Roughly 2,600 years ago, the largest Mesopotamian empire fell due to political unrest, civil war, overpopulation and – according to a new study – climate change.

(CN) – Roughly 2,600 years ago, the largest Mesopotamian empire fell due to political unrest, civil war, overpopulation and – according to a new study – climate change.

The Neo-Assyrian Empire included modern-day Iraq and Syria and at its height also stretched from northern Africa to the Persian Gulf and into what is now Turkey. In the approximately 300 years of its existence, the Iron Age empire saw the reign of multiple dynasties, plagues and conflicts with the Babylonian, Persian and many other neighboring empires.

And in its final 60 years, it saw the effects of multidecade droughts.

According to a study published on Wednesday in the journal Science Advances, the Neo-Assyrian Empire’s rise and fall was bookended by rain.

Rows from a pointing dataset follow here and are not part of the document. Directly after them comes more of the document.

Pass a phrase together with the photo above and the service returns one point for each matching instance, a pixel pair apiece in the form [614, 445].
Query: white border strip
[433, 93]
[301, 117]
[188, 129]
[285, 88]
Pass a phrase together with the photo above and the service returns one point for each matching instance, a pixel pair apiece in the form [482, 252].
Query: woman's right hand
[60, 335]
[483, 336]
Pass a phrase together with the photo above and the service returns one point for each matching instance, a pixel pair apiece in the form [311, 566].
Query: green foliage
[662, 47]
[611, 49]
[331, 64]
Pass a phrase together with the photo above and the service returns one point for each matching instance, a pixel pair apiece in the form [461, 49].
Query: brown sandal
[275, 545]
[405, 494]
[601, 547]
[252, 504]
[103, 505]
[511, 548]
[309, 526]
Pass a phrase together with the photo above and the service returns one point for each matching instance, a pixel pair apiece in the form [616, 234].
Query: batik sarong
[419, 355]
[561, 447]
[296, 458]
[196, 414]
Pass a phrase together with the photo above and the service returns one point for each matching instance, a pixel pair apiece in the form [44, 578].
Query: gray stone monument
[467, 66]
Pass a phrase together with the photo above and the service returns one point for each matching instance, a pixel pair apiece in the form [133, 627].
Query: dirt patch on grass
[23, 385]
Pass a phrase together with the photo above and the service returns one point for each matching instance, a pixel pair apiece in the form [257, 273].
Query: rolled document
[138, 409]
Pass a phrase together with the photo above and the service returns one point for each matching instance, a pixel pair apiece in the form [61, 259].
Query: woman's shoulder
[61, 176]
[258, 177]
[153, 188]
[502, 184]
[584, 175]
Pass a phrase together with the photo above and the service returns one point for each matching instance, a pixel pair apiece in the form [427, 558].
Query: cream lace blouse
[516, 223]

The empire’s expansive borders increased the need for a stable supply of food and water for urban centers and the Assyrian cavalry, according to the study’s authors. Control over water was also politically sensitive, which played into propaganda from Assyrian kings as the construction of canals and reservoirs preceded the move of the capital circa 879 B.C.

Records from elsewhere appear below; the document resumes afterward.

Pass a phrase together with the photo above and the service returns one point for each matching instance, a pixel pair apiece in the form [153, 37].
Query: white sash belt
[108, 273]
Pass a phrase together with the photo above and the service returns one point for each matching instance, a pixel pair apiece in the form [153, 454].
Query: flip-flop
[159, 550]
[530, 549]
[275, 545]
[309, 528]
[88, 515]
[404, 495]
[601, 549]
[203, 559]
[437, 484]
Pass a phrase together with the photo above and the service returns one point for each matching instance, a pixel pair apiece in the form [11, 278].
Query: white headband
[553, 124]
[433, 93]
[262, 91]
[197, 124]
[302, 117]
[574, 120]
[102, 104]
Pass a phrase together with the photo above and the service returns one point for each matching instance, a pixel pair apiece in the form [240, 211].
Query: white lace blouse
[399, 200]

The study’s lead author – Earth and climate sciences professor Ashish Sinha from California State University, Dominguez Hills – says two stalagmites found in northern Iraq gave researchers a record of rainfall over the last 4,000 years.

Researchers studied the oxygen and carbon isotopic data from the sample, which showed from 850 to 740 B.C. – during the peak of the empire’s reign – rainfall levels were at their highest in centuries. Precipitation levels during the cool season were 15% to 30% higher than during the modern era, but that changed during a 7th century megadrought, according to the study’s authors. The drought lasted for years, and the data suggest that, if it continued for more than a century, it would have been the worst episode of drought in the region in the last four millennia.

The drought set off a debilitating domino effect, stifling agriculture, causing civil unrest amid a shortage of food and water, and stoking political upheaval. Uprising then gave way to civil wars as the empire’s enemies closed in from multiple fronts. Once the mightiest of nations, the fall of Assyria began around 627 B.C. with the empire stretched thin.

By 612 B.C., the capital had changed multiple times until final settling in Harran near the Tigris River. That city was sacked after a siege by the Babylonians and Medes, eventually falling for good in 605 B.C.